Savaş bitiyor. Hep aynı tempo.
Doboj. Ka Lash. Ka Lash.
Savaş başlıyor. Hep aynı ritim.
Prijedor. Višegrad. Ka Lash. Ka Lash. Kravica Deposu.
Savaş devam ediyor. Şimdi başka yerlerde.
Hep aynı yüksek nabız.
Hep aynı korkulu kalp atışı. Aynı yük, aynı çığlık.
Ka Lash Ni Kov. Ka Lash Ni Kov. Ka Lash Ni Kov. Boom boom. Cigani! Juris!
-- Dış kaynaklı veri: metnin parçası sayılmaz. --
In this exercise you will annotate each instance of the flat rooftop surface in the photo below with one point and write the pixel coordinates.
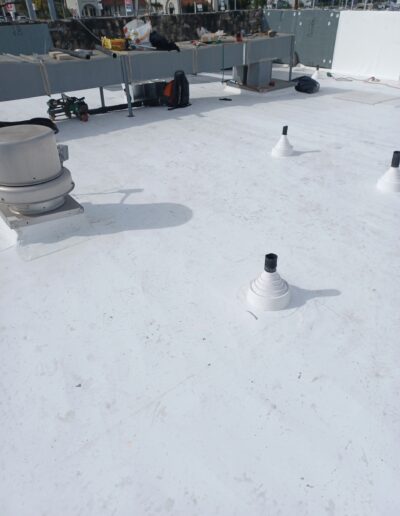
(136, 381)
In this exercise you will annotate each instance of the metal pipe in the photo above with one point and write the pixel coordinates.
(52, 10)
(124, 69)
(30, 9)
(103, 104)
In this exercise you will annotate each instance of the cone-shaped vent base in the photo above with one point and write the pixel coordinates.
(268, 292)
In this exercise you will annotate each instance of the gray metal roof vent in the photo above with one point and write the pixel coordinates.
(33, 180)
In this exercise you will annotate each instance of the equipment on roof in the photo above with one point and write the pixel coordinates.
(269, 291)
(33, 179)
(68, 106)
(33, 121)
(177, 91)
(306, 84)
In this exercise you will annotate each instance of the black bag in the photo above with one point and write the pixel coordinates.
(306, 85)
(33, 121)
(180, 91)
(161, 43)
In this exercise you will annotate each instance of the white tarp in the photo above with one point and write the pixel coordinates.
(368, 44)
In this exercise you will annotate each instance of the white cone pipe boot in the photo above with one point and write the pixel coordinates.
(269, 291)
(283, 147)
(390, 181)
(316, 75)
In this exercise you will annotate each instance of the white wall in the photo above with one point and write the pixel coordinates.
(368, 44)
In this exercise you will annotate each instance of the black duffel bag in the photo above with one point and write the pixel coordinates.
(305, 84)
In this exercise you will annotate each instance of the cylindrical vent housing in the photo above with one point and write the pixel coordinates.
(271, 261)
(28, 155)
(32, 178)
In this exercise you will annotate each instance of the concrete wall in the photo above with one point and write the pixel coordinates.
(32, 38)
(314, 30)
(182, 27)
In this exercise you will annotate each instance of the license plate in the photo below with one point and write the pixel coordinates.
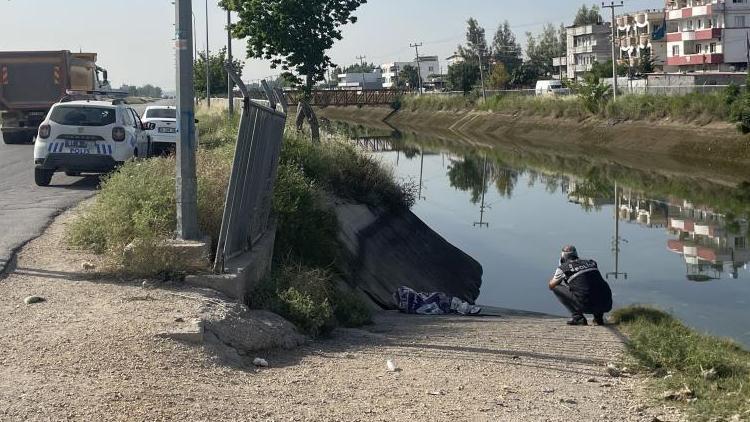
(76, 143)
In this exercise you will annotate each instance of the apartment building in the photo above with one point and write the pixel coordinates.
(708, 35)
(639, 32)
(428, 66)
(586, 45)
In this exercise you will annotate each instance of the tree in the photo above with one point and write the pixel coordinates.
(476, 44)
(294, 35)
(586, 16)
(505, 48)
(499, 77)
(408, 76)
(543, 48)
(218, 76)
(463, 76)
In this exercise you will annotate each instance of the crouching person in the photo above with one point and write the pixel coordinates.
(579, 286)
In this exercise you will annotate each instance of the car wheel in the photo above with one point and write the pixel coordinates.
(42, 177)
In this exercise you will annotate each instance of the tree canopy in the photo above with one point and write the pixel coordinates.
(476, 43)
(541, 49)
(463, 76)
(293, 34)
(408, 76)
(218, 76)
(505, 48)
(586, 16)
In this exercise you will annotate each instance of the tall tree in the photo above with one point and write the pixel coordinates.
(476, 44)
(543, 48)
(216, 70)
(505, 48)
(295, 35)
(586, 16)
(463, 76)
(408, 76)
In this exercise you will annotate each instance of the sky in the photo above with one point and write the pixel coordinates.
(134, 38)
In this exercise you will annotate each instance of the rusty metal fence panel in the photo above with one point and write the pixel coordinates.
(247, 209)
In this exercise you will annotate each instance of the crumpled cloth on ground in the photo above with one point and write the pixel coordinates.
(411, 301)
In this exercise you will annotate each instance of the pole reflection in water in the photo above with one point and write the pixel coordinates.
(617, 239)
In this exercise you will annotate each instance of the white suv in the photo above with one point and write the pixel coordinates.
(162, 124)
(88, 137)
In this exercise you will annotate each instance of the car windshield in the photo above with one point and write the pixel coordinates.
(161, 113)
(83, 116)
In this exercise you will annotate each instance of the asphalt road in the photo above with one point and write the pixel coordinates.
(25, 208)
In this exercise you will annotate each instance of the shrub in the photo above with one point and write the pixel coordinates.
(662, 344)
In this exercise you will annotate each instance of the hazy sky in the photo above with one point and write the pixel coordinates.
(134, 37)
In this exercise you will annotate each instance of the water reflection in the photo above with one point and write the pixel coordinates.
(678, 242)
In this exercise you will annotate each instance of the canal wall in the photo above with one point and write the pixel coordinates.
(715, 141)
(384, 250)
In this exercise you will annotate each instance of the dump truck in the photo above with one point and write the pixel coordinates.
(32, 81)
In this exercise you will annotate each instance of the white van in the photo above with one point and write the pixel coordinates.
(550, 87)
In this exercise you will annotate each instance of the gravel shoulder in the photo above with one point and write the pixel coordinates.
(93, 351)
Zeynep Tezel, Fransız Dili ve Edebiyatı mezunu. Tahsin Yücel, Berke Vardar gibi değerli hocalarıyla geçen üniversite yıllarından çok sonra 2022 senesinde yeniden edebiyat dünyasına döndü. Varlık Yayınları, Hikâyeci gibi dergilerde, İshak Edebiyat gibi dijital platformlarda, Eylül, Dışarıda Kalanlar, Ayna Meselesi, Anne Gölgesi, İstanbullu Öyküler gibi çeşitli kolektif kitaplarda öyküleri yayımlandı. Distopya Dergisi’nin yazarları arasında yer alan Tezel, 2023 Edebiyatist Kristal Kalem Öykü Yarışması’nda kısa listeye kaldı ve seçki kitabında öyküsü yayımlandı. Yazı yazabilen kişi olmak için çabalıyor.